ALPINE, Texas — A 14-year-old female student died of an apparent self-inflicted gunshot wound Thursday after shooting and injuring another female student inside a high school in West Texas, according to the local sheriff.
Authorities did not release a possible motive for the gunfire that erupted shortly before 9 a.m. at Alpine High School in Alpine, a town of 5,900 about 220 miles southeast of El Paso.
"We're still in shock," Brewster County Sheriff Ronny Dodson said at an afternoon news conference.
The sheriff said the family of the girl who died had moved to the Alpine area about six months ago.

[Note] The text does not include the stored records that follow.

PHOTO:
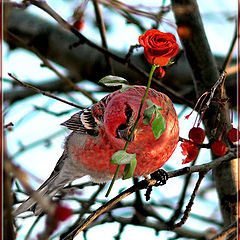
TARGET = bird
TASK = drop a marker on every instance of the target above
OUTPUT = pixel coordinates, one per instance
(99, 131)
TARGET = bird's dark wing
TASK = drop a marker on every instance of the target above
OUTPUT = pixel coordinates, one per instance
(83, 122)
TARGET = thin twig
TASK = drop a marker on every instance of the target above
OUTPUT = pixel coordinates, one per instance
(230, 51)
(82, 39)
(102, 30)
(204, 168)
(226, 231)
(187, 211)
(51, 67)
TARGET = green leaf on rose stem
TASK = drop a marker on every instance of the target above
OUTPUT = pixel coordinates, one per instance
(114, 81)
(121, 157)
(129, 169)
(125, 88)
(158, 125)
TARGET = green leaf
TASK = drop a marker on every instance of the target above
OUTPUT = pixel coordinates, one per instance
(149, 111)
(158, 125)
(114, 81)
(121, 157)
(148, 114)
(125, 88)
(150, 103)
(129, 169)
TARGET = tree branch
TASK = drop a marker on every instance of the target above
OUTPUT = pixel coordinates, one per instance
(144, 184)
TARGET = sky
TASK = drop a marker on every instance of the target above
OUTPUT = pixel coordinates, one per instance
(31, 126)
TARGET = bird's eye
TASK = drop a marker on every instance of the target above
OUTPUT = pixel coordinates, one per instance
(128, 113)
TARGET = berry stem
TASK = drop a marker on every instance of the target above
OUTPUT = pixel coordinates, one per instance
(134, 126)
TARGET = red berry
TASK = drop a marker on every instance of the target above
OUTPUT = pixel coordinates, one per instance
(62, 213)
(190, 150)
(219, 148)
(79, 24)
(233, 135)
(196, 135)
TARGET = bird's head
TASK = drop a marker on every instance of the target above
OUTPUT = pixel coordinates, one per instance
(120, 114)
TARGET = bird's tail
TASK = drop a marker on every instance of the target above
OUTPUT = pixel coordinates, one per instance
(56, 181)
(40, 198)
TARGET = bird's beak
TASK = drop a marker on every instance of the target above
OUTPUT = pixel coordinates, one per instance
(125, 134)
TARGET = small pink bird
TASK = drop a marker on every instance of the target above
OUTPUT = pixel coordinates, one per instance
(99, 131)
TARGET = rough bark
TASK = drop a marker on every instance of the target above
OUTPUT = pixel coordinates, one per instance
(84, 62)
(205, 73)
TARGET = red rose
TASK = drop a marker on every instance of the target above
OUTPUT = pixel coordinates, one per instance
(159, 47)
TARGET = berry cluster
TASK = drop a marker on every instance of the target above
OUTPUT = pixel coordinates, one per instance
(196, 135)
(190, 147)
(219, 148)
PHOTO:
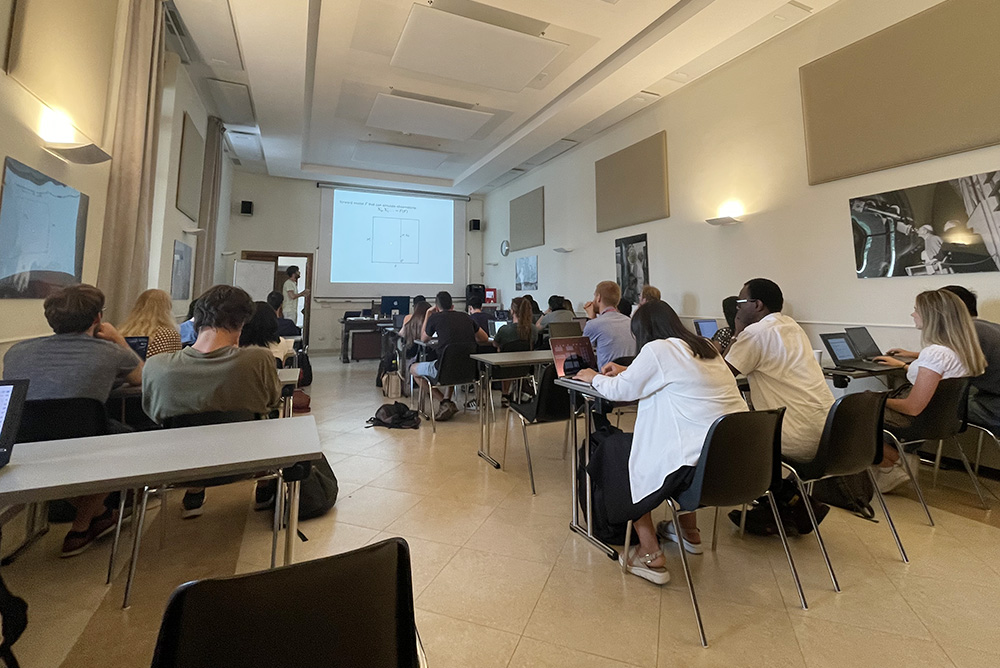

Dodson earlier told radio station KVLF that the injured student ran outside seeking help and was taken to a hospital with injuries that weren't considered life threatening.
Dodson said a federal law enforcement officer who was responding to the incident was shot in the leg when another officer's gun accidentally discharged. The federal officer was transported to a hospital in Odessa, Texas.
The shooting prompted a lockdown at Alpine's three public schools, which were later evacuated.
The school district declined comment, saying it would release a statement later. Alpine police referred to its Facebook page for updates, but none had been posted as of Thursday afternoon.
Law enforcement officials were also dealing with a series of bomb threats made in the wake of the shooting. They said they don't believe there was a connection between the threats and the shooting at the high school.
Authorities said threats were phoned in to Sul Ross State University and an Alpine hospital. There was also a threat at a motel in Marathon, Texas, about 30 miles east of Alpine.
"Right now, we have a nut," Dodson said at the news conference, adding, "Basically, he's what we're looking for right now."
Texas Attorney General Ken Paxton said earlier that he's monitoring developments in the Alpine shooting and promised to provide support for law enforcement agencies investigating the matter.